I hadnt really thought about Jim Carrey, but having evolved from The Mask and Ace Ventura, he really does seem like another man who is capable of picking his roles and when he delivers - he really delivers. Eternal Sunshine, Man on the Moon, The Truman Show (which I *love*), and others. He, like Johnny Depp and maybe unlike other actors of their generation, have encompassed many many roles and been brave enough to portay them on film for the reviews and comments of us Luddites.

So - Johnny Depp. Awesomely cool. Jim Carrey - awesomely cool. But for different reasons.


----------



## Ranu (Feb 27, 2010)

Why on earth did he do The Astronaut's Wife?  It must have been very different on paper.


----------



## AverageJoe (Feb 27, 2010)

I'm sure it was  But havent we all had Buyers Remorse?


----------



## badlands (Feb 27, 2010)

Orang Utan said:


> there you go what?
> nonsequiturs abound



they do


----------



## janeb (Feb 27, 2010)

He was brilliant as William Blake in Deadman

http://www.nytrash.com/deadman/


----------



## Cheesypoof (Feb 27, 2010)

janeb said:


> He was brilliant as William Blake in Deadman
> 
> http://www.nytrash.com/deadman/



i aint seen that one!

been looking for a blake biography recently - there isnt one


----------



## janeb (Feb 27, 2010)

Cheesypoof said:


> i aint seen that one!
> 
> been looking for a blake biography recently - there isnt one



The Peter Ackroyd biography is interesting but not unusual - one of the best books I have on Blake is by G R Sabri-Tabrizi, 'The Heaven and Hell of William Blake'


----------



## Cheesypoof (Feb 27, 2010)

janeb said:


> The Peter Ackroyd biography is interesting but not unusual - one of the best books I have on Blake is by G R Sabri-Tabrizi, 'The Heaven and Hell of William Blake'



thank you, i love you x


----------



## story (Feb 27, 2010)

Cheesypoof said:


> i aint seen that one!
> 
> been looking for a blake biography recently - there isnt one



Yes there is Cheesypoof


----------



## janeb (Feb 27, 2010)

Cheesypoof said:


> thank you, i love you x



enjoy x


----------



## Cid (Feb 27, 2010)

Cheesypoof said:


> and the smooth talkin dealer in fear and loathing in las vegas and willy wonka?



Um... Hang on a minute, did you actually not realise that he plays Raol Duke, who is basically Hunter S Thompson? 



Cheesypoof said:


> i aint seen that one!
> 
> been looking for a blake biography recently - there isnt one



WTF? Where were you looking? I'd suggest trying google, Amazon or wiki (maybe even a library) instead...


----------



## MightyAphrodite (Feb 27, 2010)

DotCommunist said:


> Let us not forget that he was the bredrin of gonzo legend Hunter S Thompson and did a fucking good (if not quite machismo enough) portrayal of the cantankerous druggy writer in Fear and Loathing.

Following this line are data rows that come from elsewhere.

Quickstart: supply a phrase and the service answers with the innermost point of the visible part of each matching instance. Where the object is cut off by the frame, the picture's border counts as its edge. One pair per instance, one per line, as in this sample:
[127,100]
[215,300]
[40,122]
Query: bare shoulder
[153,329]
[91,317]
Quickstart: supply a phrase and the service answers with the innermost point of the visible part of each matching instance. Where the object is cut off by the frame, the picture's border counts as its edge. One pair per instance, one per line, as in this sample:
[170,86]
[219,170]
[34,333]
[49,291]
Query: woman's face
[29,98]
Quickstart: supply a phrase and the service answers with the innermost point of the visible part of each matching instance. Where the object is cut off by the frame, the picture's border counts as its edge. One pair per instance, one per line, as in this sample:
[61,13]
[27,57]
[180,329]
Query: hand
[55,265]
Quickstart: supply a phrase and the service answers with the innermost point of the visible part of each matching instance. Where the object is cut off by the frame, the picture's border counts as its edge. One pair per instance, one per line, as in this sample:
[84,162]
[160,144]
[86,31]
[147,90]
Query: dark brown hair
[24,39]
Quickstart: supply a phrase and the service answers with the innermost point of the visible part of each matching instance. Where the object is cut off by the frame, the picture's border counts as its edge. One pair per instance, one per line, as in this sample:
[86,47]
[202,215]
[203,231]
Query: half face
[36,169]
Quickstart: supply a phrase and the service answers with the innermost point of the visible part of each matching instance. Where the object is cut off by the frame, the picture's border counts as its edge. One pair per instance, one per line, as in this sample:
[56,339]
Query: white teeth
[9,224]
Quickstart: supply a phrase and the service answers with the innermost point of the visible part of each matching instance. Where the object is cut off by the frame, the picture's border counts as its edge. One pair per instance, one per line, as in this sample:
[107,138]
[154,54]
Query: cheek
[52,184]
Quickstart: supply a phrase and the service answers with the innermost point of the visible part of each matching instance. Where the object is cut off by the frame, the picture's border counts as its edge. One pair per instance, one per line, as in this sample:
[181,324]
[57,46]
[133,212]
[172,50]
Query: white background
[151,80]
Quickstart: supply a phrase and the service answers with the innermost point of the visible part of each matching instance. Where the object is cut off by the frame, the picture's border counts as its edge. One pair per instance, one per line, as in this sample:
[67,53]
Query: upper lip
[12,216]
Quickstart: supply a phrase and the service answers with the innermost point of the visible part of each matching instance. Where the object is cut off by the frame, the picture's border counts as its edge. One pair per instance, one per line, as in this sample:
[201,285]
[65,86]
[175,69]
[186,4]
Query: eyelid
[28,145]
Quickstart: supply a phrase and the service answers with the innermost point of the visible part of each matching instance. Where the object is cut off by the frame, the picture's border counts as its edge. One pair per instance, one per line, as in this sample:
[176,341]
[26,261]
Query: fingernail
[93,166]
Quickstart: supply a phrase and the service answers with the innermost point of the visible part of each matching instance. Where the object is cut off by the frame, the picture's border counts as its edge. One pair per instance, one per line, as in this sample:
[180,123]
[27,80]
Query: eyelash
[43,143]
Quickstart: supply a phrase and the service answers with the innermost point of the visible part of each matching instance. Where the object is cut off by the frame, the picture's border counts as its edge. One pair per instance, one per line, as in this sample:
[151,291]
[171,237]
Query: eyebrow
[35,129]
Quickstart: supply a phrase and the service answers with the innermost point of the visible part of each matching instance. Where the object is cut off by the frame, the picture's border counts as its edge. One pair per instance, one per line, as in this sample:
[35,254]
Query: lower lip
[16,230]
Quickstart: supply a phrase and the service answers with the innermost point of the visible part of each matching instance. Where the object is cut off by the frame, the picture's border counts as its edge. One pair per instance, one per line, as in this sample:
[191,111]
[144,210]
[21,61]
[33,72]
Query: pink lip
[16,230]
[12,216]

yeah if he was good enough for the good doctor to consider him a close friend thats good enough for me.


depp is ace anyway.


----------



## Zabo (Feb 27, 2010)

Brilliant actor. I'm just hoping he'll find time to work with Gilliam on the much wanted and waited for Don Quixote.


----------



## weltweit (Feb 27, 2010)

I liked him as Willy Wonka, but thought his performance was overshadowed by excellent Umpa Lumpas and the kid ..


----------



## Bakunin (Feb 27, 2010)

I liked Depp in Donnie Brasco and Public Enemies. By all accounts he's quite a pleasant chap in person as well.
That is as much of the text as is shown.